His voice was surprisingly clear, though it came from the other side of the world.
There was so much to tell him, but she couldn’t get a thing out. Like a bashful young girl, she got all tangled up in polite phrases. I must sound like an idiot.
Max, genuinely polite, pretended not to notice.
Since yesterday, David had become feverish and developed pneumonia. She told him about her last discussion with Dr. Dohmann, the EEGs he’d shown her. Barring a miracle, there was no hope, he had said. She spared him the details of her fainting, her legs folding just like that in front of everyone, then the crying in Béatrice’s arms, both of them in tears.
“What will you do?” Max inquired.
She closed her eyes: “I don’t know. I believe in miracles.”
Max did, as well, but what was that worth compared to the belief of Dr. Migneault? Dohmann’s replacement was a thorough young doctor with a shaved head, a bit tough-looking. Béatrice suspected this was to pre-empt the appearance of baldness. Juliette and Dr. Migneault shared a love of chocolate. She pretended to hope, but knew she could not. She found herself in an office with Béatrice and a corpulent social worker. Patterson stood in the hall, discreetly out of the way.
“The decision is yours and yours alone,” Migneault said with the appropriate flutter in his voice. “We can wait for weeks, if you wish, but his condition will not alter.” He glanced from the social worker to the pair of them. Juliette knew what was next.
“David is clinically dead,” Migneault said.
Whatever he said afterward didn’t register with Juliette. All her thoughts were for David. She pictured the timid young man who’d approached her in the cafeteria at McGill University, relived those evenings discussing international politics, those long walks in Westmount parks when he passionately but patiently explained the inevitable nature of things in general and the world order in particular. There was the coffee spilled in that Sherbrooke Street Restaurant and the young waitress’s irritability. What about that absurd shirt he absolutely had to hang on to, the stolen bike he never got back, his hopeless attempt at wearing contacts, or his illegible signature, and that mix-up at the post office — “Just why, tell me, do you have to write as though you’re retarded?” His last birthday was at Montebello. Never another. Never growing old. Dying young. Dying, period.
Moments later, out in the corridor, Patterson was all solicitude. Words of encouragement were the very last thing she wanted to hear, neither his nor Béatrice’s. They’d abandoned David, and now it was her turn to do so. Dohmann and Migneault, too. What cowards we all are.
Chocolate, once more, chocolate.
David was not allowed to die, not until she decided.

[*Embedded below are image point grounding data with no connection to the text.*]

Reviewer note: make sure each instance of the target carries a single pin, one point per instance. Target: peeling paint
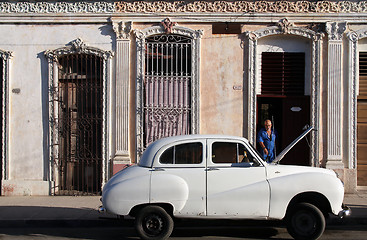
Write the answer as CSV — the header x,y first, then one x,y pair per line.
x,y
8,189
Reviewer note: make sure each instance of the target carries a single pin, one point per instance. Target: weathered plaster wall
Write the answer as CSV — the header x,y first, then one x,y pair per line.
x,y
28,97
221,83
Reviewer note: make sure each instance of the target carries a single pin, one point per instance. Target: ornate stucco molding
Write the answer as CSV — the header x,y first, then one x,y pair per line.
x,y
141,35
183,6
76,47
122,29
335,30
5,58
316,39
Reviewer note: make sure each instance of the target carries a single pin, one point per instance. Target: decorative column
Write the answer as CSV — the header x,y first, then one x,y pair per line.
x,y
335,32
5,58
121,156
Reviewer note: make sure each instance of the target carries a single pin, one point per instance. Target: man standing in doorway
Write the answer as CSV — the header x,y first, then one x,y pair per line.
x,y
266,139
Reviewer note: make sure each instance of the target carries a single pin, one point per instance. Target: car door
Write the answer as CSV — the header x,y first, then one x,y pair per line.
x,y
236,181
179,177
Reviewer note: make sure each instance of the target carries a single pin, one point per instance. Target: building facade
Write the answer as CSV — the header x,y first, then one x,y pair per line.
x,y
88,85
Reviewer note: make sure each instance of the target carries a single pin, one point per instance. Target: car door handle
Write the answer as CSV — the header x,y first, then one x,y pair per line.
x,y
157,169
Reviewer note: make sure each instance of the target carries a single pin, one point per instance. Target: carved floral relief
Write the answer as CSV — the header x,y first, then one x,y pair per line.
x,y
184,6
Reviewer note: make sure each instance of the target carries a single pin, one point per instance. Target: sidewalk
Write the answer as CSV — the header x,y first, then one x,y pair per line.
x,y
46,211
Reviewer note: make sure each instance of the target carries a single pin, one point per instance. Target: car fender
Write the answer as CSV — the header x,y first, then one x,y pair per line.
x,y
285,188
121,197
169,188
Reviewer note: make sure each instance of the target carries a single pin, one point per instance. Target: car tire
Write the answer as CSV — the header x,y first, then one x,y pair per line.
x,y
305,221
153,222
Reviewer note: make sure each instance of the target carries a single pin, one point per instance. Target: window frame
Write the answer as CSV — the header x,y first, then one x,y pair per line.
x,y
249,149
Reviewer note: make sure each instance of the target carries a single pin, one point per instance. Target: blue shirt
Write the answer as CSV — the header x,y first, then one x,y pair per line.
x,y
269,142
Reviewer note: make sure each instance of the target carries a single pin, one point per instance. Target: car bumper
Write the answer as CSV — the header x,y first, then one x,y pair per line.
x,y
345,212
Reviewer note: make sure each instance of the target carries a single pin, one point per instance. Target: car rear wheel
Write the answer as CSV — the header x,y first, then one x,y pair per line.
x,y
153,222
305,221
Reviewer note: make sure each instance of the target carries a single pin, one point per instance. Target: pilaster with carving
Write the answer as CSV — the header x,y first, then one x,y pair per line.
x,y
335,31
122,79
353,38
5,58
285,27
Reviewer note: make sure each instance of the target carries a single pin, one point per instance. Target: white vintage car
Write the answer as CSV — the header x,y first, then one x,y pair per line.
x,y
221,177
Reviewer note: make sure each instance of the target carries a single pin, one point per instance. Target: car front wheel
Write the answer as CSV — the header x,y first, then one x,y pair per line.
x,y
305,221
153,222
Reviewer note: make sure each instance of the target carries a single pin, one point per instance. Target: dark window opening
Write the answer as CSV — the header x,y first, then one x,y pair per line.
x,y
282,73
226,28
167,87
362,75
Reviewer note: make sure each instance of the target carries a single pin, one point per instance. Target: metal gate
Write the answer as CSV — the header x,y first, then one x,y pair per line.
x,y
80,122
167,87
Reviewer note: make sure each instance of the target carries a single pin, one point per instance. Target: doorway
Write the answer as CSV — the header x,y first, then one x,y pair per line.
x,y
80,118
289,115
283,101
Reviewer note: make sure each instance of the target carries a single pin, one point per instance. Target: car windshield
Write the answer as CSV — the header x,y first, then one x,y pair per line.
x,y
256,151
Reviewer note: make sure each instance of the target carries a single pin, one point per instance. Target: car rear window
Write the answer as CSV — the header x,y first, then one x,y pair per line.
x,y
187,153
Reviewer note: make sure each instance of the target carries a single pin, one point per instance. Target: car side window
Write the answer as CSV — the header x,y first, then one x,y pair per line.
x,y
227,152
187,153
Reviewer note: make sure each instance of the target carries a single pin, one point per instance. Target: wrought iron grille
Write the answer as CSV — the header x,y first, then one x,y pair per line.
x,y
80,118
167,87
283,73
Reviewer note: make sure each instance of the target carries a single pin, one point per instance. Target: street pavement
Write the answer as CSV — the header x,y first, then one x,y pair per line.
x,y
82,211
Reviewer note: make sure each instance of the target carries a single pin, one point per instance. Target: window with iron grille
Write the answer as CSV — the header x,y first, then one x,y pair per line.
x,y
362,75
167,87
282,73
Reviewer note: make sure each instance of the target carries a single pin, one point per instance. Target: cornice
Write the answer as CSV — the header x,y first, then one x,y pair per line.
x,y
208,6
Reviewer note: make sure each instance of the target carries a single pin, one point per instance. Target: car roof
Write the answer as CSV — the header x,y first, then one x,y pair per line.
x,y
150,152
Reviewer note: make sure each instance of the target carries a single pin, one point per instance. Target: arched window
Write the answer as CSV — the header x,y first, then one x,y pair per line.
x,y
167,87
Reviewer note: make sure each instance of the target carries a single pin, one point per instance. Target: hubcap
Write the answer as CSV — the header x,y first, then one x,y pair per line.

The terrorists had done their worst by leaving his fate in her hands.
“Mukherjee remembered saying goodbye to David late in the afternoon,” Max continued, “about four-thirty. Luiz was with him on his way back, then nothing, the car just disappeared. No witnesses, just an explosion by the Yamuna in the evening. Near a Muslim slum … on top of it.”

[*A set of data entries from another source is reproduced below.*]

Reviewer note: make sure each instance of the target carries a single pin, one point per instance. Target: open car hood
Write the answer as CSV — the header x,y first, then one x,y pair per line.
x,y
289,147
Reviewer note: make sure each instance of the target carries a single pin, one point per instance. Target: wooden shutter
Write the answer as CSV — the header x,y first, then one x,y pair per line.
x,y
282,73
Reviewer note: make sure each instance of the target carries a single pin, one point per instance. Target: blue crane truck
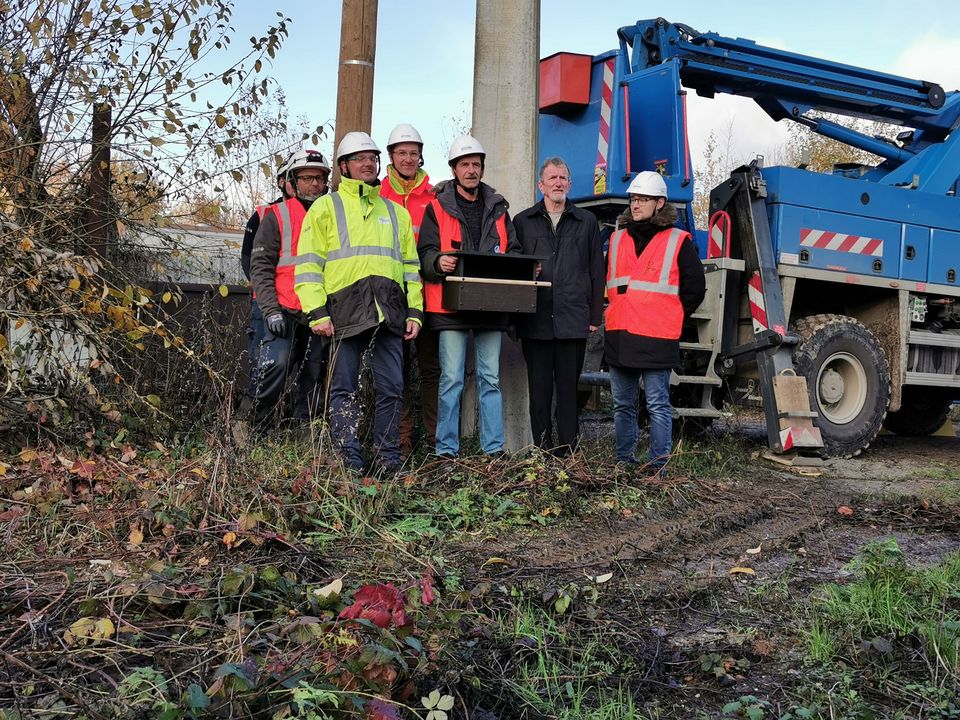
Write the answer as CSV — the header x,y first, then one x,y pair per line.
x,y
832,298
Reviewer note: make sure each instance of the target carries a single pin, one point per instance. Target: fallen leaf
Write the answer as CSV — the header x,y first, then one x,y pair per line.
x,y
12,514
248,521
83,468
330,589
89,628
495,561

“I don’t suppose anyone’s talking.”
“Majid Khankashi — Genghis Khan, they call him,” Max said. “Vandana told me he and David met often. Did he ever tell you what about?”
“No.”
Juliette regretted not having been more curious. David returned home from the High Commission worn out. Why bother him with questions?

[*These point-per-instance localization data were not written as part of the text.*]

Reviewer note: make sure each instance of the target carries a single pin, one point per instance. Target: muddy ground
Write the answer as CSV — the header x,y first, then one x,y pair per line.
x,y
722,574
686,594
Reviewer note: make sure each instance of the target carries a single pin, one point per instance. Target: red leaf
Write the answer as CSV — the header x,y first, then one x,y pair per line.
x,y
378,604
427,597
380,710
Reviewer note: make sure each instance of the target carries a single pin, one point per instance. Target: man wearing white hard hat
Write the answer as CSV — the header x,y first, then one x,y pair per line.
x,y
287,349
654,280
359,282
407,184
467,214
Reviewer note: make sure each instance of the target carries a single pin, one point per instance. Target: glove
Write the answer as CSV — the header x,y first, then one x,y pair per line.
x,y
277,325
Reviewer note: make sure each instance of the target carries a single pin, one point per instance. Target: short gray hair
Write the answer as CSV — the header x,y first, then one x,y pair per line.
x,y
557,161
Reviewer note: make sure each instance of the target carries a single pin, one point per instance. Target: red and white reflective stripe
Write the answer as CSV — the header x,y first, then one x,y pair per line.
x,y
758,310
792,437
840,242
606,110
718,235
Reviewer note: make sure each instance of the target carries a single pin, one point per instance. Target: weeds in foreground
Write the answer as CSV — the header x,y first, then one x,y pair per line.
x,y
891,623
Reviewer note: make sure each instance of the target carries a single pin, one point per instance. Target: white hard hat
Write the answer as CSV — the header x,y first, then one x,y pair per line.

“He never came to see him in Maharani Bagh?”
“Just evening phone calls … David never brought his work home with him.”
“Except for the conference.”
“That’s right.”
“They met the day before the explosion.”
Juliette hadn’t known that. Anyway, she never asked him about his movements. Why not ask Khankashi himself?
Disappeared …
She remembered once having met him by accident with David in Old Delhi near the Kasgari Mosque. The impeccably trimmed beard allowed a glimpse of what Juliette considered an enigmatic smile, one given to showing joy as well as sadness. He offered them tea in a nearby café. She’d felt no apprehension at the time. In the crowded streets, passersby eyed them with respect, and yet the papers portrayed Genghis Khan as a bloodthirsty Islamist, despite his being a Sufi mystic.